Thanks to glowing reviews and now a National Book Critics Circle award nomination, Michael Cunningham's The Hours is selling more copies in its fifth month of publication than it did in its first. The book, an homage and update to Virginia Woolf's Mrs. Dalloway, has gone back to press five times, and now has 37,500 copies in print, a record that tops Cunningham's previous hardcover sales. The Hours has also hit the San Francisco Chronicle, L.A. Times and Newsday bestseller lists.

"Michael has always been beloved by the literati and received some wonderful reviews," said his agent Gail Hochman. "But I've been perplexed that sales have not been commensurate with this passion. That's now changing."

Picador's George Witte has high hopes for the upcoming paperback, thanks to The Hours' breakout hardcover sales.
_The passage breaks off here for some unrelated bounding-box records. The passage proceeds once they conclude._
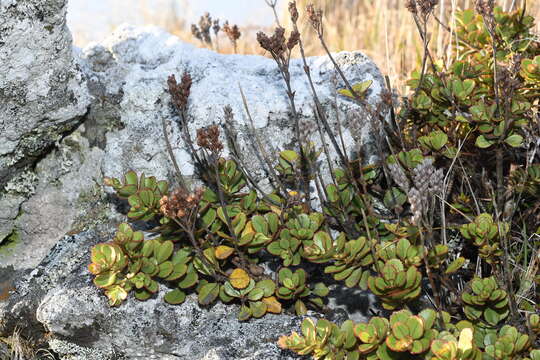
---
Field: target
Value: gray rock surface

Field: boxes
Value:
[84,26,384,187]
[0,0,384,360]
[0,227,301,360]
[0,23,383,268]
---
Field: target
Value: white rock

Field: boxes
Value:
[0,0,90,183]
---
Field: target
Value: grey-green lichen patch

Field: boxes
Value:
[0,0,90,184]
[49,339,115,360]
[68,184,117,234]
[0,229,21,256]
[3,169,38,197]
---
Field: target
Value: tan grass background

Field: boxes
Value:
[101,0,540,93]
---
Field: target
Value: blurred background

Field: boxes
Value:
[68,0,540,92]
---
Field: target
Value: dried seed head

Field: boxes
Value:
[257,26,287,58]
[289,1,298,24]
[306,4,323,34]
[407,187,424,225]
[223,21,242,42]
[417,0,439,16]
[287,30,300,50]
[191,24,203,41]
[223,105,234,125]
[197,125,223,154]
[167,72,193,111]
[413,158,435,196]
[212,19,221,36]
[159,188,204,218]
[199,13,212,44]
[388,162,411,192]
[405,0,418,14]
Picador's recent trade paperback re-release of Cunningham's 1990 novel, A Home at the End of the World, has already benefited from the momentum, he noted. "We've already sold double our initial laydown on the re-release," said Witte, who declined to share print numbers.
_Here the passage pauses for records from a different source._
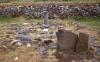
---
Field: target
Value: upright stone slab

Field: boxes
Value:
[57,29,78,52]
[76,33,89,52]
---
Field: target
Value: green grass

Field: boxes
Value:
[0,0,100,3]
[70,16,100,30]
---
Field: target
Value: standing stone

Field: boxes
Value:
[57,29,78,52]
[93,42,100,62]
[43,11,49,28]
[76,33,89,52]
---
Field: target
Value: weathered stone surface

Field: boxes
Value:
[57,30,78,52]
[76,33,89,52]
[0,3,100,18]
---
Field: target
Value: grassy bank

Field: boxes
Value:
[69,16,100,30]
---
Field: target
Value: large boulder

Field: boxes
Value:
[76,32,89,52]
[57,30,78,52]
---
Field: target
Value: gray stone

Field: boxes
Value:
[57,30,78,52]
[76,33,89,52]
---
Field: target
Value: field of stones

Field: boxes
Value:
[0,3,100,62]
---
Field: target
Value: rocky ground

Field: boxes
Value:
[0,18,99,62]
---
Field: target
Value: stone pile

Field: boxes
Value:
[0,4,100,18]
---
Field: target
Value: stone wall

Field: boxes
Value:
[0,3,100,18]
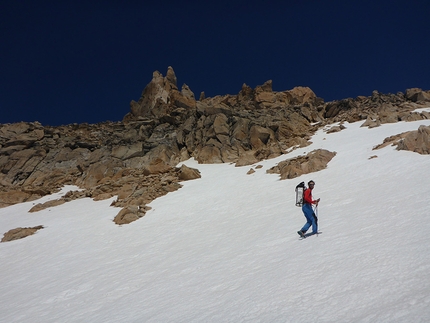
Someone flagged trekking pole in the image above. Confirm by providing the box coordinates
[314,204,319,237]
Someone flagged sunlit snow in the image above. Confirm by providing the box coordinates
[0,120,430,323]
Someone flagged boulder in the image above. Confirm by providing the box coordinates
[1,225,44,242]
[405,88,430,102]
[397,125,430,155]
[267,149,336,179]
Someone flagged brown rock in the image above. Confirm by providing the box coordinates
[28,199,66,213]
[1,225,43,242]
[178,165,202,181]
[397,125,430,155]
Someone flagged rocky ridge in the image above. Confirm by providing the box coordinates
[0,67,430,233]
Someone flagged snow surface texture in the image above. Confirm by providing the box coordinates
[0,120,430,323]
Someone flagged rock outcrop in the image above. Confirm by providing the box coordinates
[267,149,336,180]
[0,67,430,230]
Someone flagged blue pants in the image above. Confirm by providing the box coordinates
[302,203,318,234]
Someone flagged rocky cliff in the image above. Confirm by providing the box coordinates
[0,67,430,228]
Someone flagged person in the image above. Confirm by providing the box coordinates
[297,181,320,238]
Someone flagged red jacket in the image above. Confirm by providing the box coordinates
[303,188,317,204]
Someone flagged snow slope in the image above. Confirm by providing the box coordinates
[0,120,430,323]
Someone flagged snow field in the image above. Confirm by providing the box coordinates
[0,120,430,322]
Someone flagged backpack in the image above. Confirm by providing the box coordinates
[296,182,306,207]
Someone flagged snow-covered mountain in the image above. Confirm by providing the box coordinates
[0,120,430,323]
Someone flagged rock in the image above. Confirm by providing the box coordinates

Witte did share plans for the November release of the trade paperback of The Hours -- it will have a different cover and an accompanying reading group guide. The latter is particularly appropriate for this book, since it's already being adopted by book clubs Cunningham will speak to groups reading The Hours within the New York Public Library system on April 17. Picador plans to bring Cunningham to BookExpo America.
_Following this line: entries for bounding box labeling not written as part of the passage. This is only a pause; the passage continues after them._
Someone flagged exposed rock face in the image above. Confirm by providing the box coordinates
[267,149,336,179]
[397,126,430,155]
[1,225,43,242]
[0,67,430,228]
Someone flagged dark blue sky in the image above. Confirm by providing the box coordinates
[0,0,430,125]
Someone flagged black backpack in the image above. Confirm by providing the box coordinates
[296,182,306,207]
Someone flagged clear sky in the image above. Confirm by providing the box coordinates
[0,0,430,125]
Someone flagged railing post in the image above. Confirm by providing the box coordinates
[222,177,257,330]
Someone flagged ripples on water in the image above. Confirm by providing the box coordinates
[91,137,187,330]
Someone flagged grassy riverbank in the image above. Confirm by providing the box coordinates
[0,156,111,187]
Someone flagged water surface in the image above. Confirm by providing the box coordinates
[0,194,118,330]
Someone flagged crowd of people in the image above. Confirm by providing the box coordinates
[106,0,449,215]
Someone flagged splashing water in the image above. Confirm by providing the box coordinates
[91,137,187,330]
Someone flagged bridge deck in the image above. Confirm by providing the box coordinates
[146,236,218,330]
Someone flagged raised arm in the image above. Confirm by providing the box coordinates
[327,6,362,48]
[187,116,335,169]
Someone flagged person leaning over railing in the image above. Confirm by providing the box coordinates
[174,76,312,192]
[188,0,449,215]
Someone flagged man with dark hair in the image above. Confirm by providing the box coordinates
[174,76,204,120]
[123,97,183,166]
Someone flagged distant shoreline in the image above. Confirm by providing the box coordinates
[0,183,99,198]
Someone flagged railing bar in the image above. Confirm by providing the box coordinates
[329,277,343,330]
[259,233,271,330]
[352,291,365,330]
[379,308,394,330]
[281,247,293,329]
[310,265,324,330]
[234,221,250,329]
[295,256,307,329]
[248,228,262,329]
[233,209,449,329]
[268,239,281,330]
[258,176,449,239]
And Witte said he will definitely include in the readers' guide discussion of Mrs. Dalloway itself, a logical connection already being played out in book sales. According to Harcourt Brace publicity exec Beverly Fisher, sales of its edition of Mrs. Dalloway have been up some 10%-12% since publication of The Hours. While the video release of the film adaptation of Mrs. Dalloway (starring Vanessa Redgrave) accounts for some of this surge, Harcourt Brace believes Cunningham's book is also bringing readers back to Woolf.